小さなことThe Small Stuff: How to Lead a More Gratifying Life』って本を読みました。著者のイアン・ボゴストさんは、ワシントン大学セントルイス校でコンピューター科学やメディア研究、アート&デザインなどを教える教授らしい。

 

で、本書は、「もっと幸せになろう!」「人生を効率化しよう!」と考えすぎた結果、私たちは日常に転がっている小さな喜びを見失ってるんじゃないか?って問題を扱った一冊になっております。拙著「社会は静かにあなたを『呪う』」の第2章で書いたことと、同じような問題意識ですね。

 

ここで著者が注目するのが「gratification」という感覚で、日本語にするなら、「感覚的な充足」とか「その場で得られる小さな満足」といったところでしょう。たとえば、

 

  • 温かい紙コップを両手で持ったときの感触
  • ジッパーが閉まる音
  • 落ち葉を踏んだときのパリパリ感
  • 包丁で野菜を切るときのリズム

 

みたいなものがよくある例ですね。どれも人生を変えるほど重要な出来事ではないんだけど、身体にはちょっと気持ちがいい、みたいな感覚ですな。

 

こうした小さな感覚をちゃんと受け取れるようになると、いまの生活を大きく変えなくても、毎日の充実感を増やせるんじゃないの?ってのが本書の主張になっております。
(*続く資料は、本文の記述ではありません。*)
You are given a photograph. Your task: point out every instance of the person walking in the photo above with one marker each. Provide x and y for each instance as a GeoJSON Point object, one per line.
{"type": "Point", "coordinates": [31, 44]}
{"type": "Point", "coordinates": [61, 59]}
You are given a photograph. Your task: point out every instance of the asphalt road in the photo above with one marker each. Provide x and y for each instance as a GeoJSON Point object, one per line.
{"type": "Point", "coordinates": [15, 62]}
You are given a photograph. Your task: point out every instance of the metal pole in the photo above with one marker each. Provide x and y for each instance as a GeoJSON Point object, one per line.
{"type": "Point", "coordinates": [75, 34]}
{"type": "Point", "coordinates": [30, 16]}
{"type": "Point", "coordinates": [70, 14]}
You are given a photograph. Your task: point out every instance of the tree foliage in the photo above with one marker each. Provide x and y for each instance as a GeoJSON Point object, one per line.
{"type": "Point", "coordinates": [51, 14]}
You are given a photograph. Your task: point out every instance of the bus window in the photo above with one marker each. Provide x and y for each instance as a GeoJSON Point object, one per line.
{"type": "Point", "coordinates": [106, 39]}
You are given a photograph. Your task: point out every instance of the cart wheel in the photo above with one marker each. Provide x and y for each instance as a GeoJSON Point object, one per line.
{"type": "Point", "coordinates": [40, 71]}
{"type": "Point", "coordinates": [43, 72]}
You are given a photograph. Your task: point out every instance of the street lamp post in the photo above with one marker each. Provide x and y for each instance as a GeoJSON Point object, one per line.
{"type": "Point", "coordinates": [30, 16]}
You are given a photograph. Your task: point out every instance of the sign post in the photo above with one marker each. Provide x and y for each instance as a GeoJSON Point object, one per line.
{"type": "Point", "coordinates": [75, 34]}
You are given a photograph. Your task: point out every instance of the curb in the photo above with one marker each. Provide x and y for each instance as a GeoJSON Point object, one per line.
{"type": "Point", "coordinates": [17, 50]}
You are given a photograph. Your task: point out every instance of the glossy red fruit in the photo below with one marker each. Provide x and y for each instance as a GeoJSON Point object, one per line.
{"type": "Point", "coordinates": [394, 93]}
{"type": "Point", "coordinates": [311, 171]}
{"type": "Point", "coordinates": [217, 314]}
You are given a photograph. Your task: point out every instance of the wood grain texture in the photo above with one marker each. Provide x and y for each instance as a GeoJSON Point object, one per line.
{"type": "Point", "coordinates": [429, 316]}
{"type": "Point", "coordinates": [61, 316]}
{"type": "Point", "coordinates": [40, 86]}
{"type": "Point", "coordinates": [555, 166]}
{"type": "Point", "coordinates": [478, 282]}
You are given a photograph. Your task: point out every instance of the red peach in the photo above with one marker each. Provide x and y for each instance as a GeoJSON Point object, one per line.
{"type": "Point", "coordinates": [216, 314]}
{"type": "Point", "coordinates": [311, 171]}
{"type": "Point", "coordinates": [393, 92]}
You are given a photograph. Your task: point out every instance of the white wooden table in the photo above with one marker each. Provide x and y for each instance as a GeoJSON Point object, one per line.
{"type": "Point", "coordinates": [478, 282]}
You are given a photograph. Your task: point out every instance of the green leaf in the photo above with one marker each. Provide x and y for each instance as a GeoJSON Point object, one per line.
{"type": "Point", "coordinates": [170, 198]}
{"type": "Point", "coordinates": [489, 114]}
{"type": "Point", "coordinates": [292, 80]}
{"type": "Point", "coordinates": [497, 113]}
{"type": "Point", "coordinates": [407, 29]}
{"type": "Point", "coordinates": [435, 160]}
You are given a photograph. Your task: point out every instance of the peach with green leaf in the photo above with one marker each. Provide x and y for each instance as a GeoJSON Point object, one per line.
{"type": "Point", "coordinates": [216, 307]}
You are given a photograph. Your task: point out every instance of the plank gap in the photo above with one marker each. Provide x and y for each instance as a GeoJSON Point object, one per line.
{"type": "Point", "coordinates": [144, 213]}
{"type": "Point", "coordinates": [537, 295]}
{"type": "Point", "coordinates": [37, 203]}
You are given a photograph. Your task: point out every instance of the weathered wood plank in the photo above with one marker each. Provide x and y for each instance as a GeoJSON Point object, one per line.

こいつは日本人にはなじみ深い主張かもですな。

 

というわけで、今回も本書から勉強になったところをチェックしてみましょうー。

 

  • 本書の基本的なメッセージは、もちろん「大きな幸福を目指すな!」というものではない。「幸福だけを人生の評価基準にすると、普通の毎日が未来への準備期間になってしまうぞ!」というものである。

    私たちは、良い仕事に就きたい、健康になりたい、家族と良い関係を築きたい、人生の目的を見つけたい、といった大きな目標を持っている。どれも大事な目標だが、これらは達成までに時間がかかるし、そもそも本当に達成できたのかどうかも判断しづらい。

    たとえば、幸せな家庭とは、どの状態を指すのか。仕事で成功したと言えるのは、どの地点なのか。健康になったと言えるのは、どの数値を超えたときなのか。このように、大きな目標ほど、明確なゴールが存在しない場合が多い。

 

  • そのため、幸福だけを追いかけていると、今日という一日がすべて未来のための手段になってしまう。今日の仕事は将来の成功のため、運動は未来の健康のため、家事は早く終わらせて本当にやりたいことをするため、といった感じである。こうなると、人生の大部分を占める普通の時間が、「さっさと通り過ぎるべきもの」に変わってしまう。

 

  • これに対して、「感覚的な充足」は、その場ですぐに得られる。温かいコーヒーカップを持ったときの熱や、ジャケットのジッパーが閉まる感触を味わうために、何年間も努力する必要はない。

    大きな幸福は未来に存在することが多いが、小さな充足は今日に存在している。両者は対立するものではなく、人生の目的や成功を目指しながら、目の前の小さな感覚も楽しめばいい。

 

  • ところが、現代人の多くは、このような物理的な満足を感じにくくなっている。その大きな原因として、著者は、生活の「脱物質化」を挙げる。

    かつては、水道を使うにも蛇口をひねる必要があり、車を動かすにも鍵を差し込んで回す必要があった。自動販売機では大きなボタンを押し、高速道路の料金所では硬貨を投げ、映画のチケットは紙で受け取っていた。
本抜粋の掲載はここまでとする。